Помог, как всегда, случай. В конце июля 1988 г. мне позвонил журналист из «Литературной газеты» В.К. Абаринов. Представившись, рассказал о пересланном в их газету письме А.А. Лукина, бывшего начальника связи 136-го отдельного конвойного батальона, охранявшего в 1939—1941 гг. Козельский лагерь НКВД для военнопленных. А.А. Лукин отрицал возможность расправы НКВД над польскими офицерами, утверждая, что конвойные части никогда не допускали нарушений прав человека, а те, кто говорит иное, — верные ученики Геббельса. В его письме важно лишь одно — номер батальона. Я порекомендовала В.К. Абаринову искать фонд батальона в двух архивах — в ЦГАОР, в котором хранятся материалы наркоматов и подведомственных им служб, и в Центральном государственном архиве Советской Армии (ныне Российский государственный военный архив — РГВА), где сосредоточены материалы всех воинских частей до 1941 г. 3 августа журналист писал мне: «Уважаемая Наталья Сергеевна! Посылаю Вам, как мы условились, копию письма А.А. Лукина. Надеюсь, оно поможет Вам в Вашей работе. Со своей стороны я направил запросы в указанные Вами архивы. Желаю успеха. Владимир Абаринов».

Через какое-то время Абаринов получил из архивов ответ, в котором говорилось, что материалов о расстреле польских офицеров в Катынском лесу у них нет. И надо сказать, архивисты были искренне убеждены в этом — ведь в фондах конвойных войск слово «Катынь» встречается лишь один раз, да и то применительно к советским заключенным. В декабре 1988 г., после того как журналист сообщил о неутешительных результатах своих попыток найти интересующие нас материалы, я сама пошла в ЦГАСА. Там сказали, что они уже смотрели фонд 136-го отдельного конвойного батальона по просьбе «Литературки», но по катынской проблематике в нем ничего нет. Однако я добилась, чтобы мне самой дали возможность изучить материалы этого батальона. В них действительно отсутствовали какие бы то ни было оперативные приказы, рапорты или донесения, но имелась книга приказов по личному составу батальона, в которой фиксировались отъезды, приезды военнослужащих, снятие с довольствия и т.д. Приказы об отправке конвоев из Козельска в Смоленск, в Гнездово, Осташков в апреле—мае 1940 г. незнакомому с темой человеку ни о чем не говорили, но как историк я сразу оценила важность этих сведений. Изучены были материалы бригады, в которую входил батальон, и Главного управления конвойных войск НКВД СССРII.

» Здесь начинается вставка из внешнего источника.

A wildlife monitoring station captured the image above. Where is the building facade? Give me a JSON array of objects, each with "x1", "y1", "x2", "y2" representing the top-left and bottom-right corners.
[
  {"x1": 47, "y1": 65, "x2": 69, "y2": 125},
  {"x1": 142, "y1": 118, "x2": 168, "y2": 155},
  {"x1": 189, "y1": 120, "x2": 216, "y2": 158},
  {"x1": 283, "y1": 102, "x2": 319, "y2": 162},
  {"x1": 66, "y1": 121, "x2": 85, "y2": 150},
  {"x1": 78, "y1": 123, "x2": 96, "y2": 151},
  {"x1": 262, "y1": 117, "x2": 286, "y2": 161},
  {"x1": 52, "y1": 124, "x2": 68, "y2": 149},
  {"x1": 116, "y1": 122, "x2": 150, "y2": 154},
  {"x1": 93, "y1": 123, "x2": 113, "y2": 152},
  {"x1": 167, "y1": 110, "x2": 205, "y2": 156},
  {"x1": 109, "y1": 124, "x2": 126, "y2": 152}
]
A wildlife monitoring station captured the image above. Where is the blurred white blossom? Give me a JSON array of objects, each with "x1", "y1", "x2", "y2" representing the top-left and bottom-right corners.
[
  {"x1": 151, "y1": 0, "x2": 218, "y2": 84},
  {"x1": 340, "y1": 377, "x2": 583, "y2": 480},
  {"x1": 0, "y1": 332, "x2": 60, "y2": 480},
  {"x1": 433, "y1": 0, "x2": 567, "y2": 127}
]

Хотя материалы из ЦГАСА имели огромное значение, но они все же не позволяли воссоздать общую картину совершенного против польских военнослужащих преступления. Количество конвоев было явно недостаточно, чтобы перевезти 4 тыс. офицеров из Козельска в Гнездово и Смоленск. Много конвоев в то же самое время направлялось на запад, к границе с Германией, и у меня возникла еще одна версия — часть польских военнопленных была расстреляна НКВД, часть — передана немцам. Но и здесь не все концы сходились. В то же время из документов стало ясно, что предписания об отправке военнопленных из лагерей поступали из Управления НКВД СССР по делам о военнопленных (УПВ). Удалось узнать, что этот фонд хранится по соседству — в Особом архиве (сейчас — Центр хранения историко-документальных коллекций — ЦХИДК). Зная о существовании этого огромного архивного комплекса, я по-прежнему не публиковала ни строчки по этой теме.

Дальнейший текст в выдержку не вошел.